Also, Canyx, thats cheating lol


----------



## momtolabs (May 27, 2012)

Me and Tank,taken this summer. My hair is 6" shorter now. Yes the hair is natural and drives me insane!!


----------



## momtolabs (May 27, 2012)

MimiAzura said:


> am i the only person the doesn't have a photo with my dogs? :/
> this needs to change!!
> 
> Also, Canyx, thats cheating lol


The only reason I have some is because my cousin is becoming a photographer and uses me and the dogs as Guinea pigs,lol.


----------



## troglodytezzz (Oct 19, 2010)

Taken 2 days ago on a hike.


----------



## HollowHeaven (Feb 5, 2012)

Rescued said:


> so are dog people just girls?


Men don't deserve dogs.


----------



## CptJack (Jun 3, 2012)

HollowHeaven said:


> Men don't deserve dogs.


Actually, I'd be kind of curious about the results of a different kind of post - that I'm not going to get around to making tonight. People often say that the dogs are theirs, and that the spouse just lives with them. I wonder if that's a trend, here. Because while my husband likes the dogs, we have them because of me, and they're mostly My Problem.


----------



## SydTheSpaniel (Feb 12, 2011)

CptJack said:


> Actually, I'd be kind of curious about the results of a different kind of post - that I'm not going to get around to making tonight. People often say that the dogs are theirs, and that the spouse just lives with them. I wonder if that's a trend, here. Because while my husband likes the dogs, we have them because of me, and they're mostly My Problem.

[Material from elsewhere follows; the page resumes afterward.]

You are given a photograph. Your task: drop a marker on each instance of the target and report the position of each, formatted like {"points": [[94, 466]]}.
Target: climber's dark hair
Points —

That's pretty much with my husband and I too. Sydney was supposed to be both of ours, but it kind of just fell all on me. The new puppy will be primarily mine, but he insists that he gets a pug for our next dog. I told him if he gets his pug, it's all his!


----------



## sheltiemom (Mar 13, 2007)

Here's me with Ripley and Frosty. My husband is just as much a dog person as I am, probably more, but he's just not a forum person. The cats are another story, lol, they are definitely my cats and he is sort of indifferent to them.


----------



## CptJack (Jun 3, 2012)

sheltiemom said:


> The cats are another story, lol, they are definitely my cats and he is sort of indifferent to them.


In all fairness to my husband - The cats are HIS and I sort of exist with them. I'll feed them or clean up after them and I do love them, but I am so not the cat person.


----------



## Equinox (Nov 11, 2008)

Finkie_Mom said:


> Grace, you suck. You are too pretty. And adding in the handsome that is Trent is just unfair!


LOLWUT. This coming from one of the prettiest women, ever (in a totally noncreepy way)? I can't decide if you're being nice or just plain mean  <3



Rescued said:


> so are dog people just girls?


Now I'm feeling nostalgic, thinking of the days of Mr. Pooch.



troglodytezzz said:


> Taken 2 days ago on a hike.


This is an awesome picture! Good looking guy and dog.


----------



## GrinningDog (Mar 26, 2010)

I have very few halfway-decent pictures of me with Gyp. I'm, erm, an _abundantly expressive _person who tends to derp up any photos I'm in. Ha!



Gypsyance by grinningd0g, on Flickr

Crazy faces:

Gypsyance2 by grinningd0g, on Flickr

Someone was trying to take a picture of me falling asleep by the fireplace. Gypsy, well...: 
Gypsyphotobomb by grinningd0g, on Flickr

I have some adorable shots with my man and my dog that I'd LOVE to share, but I think it better I avoid posting pictures of him online without his knowledge. Hehe.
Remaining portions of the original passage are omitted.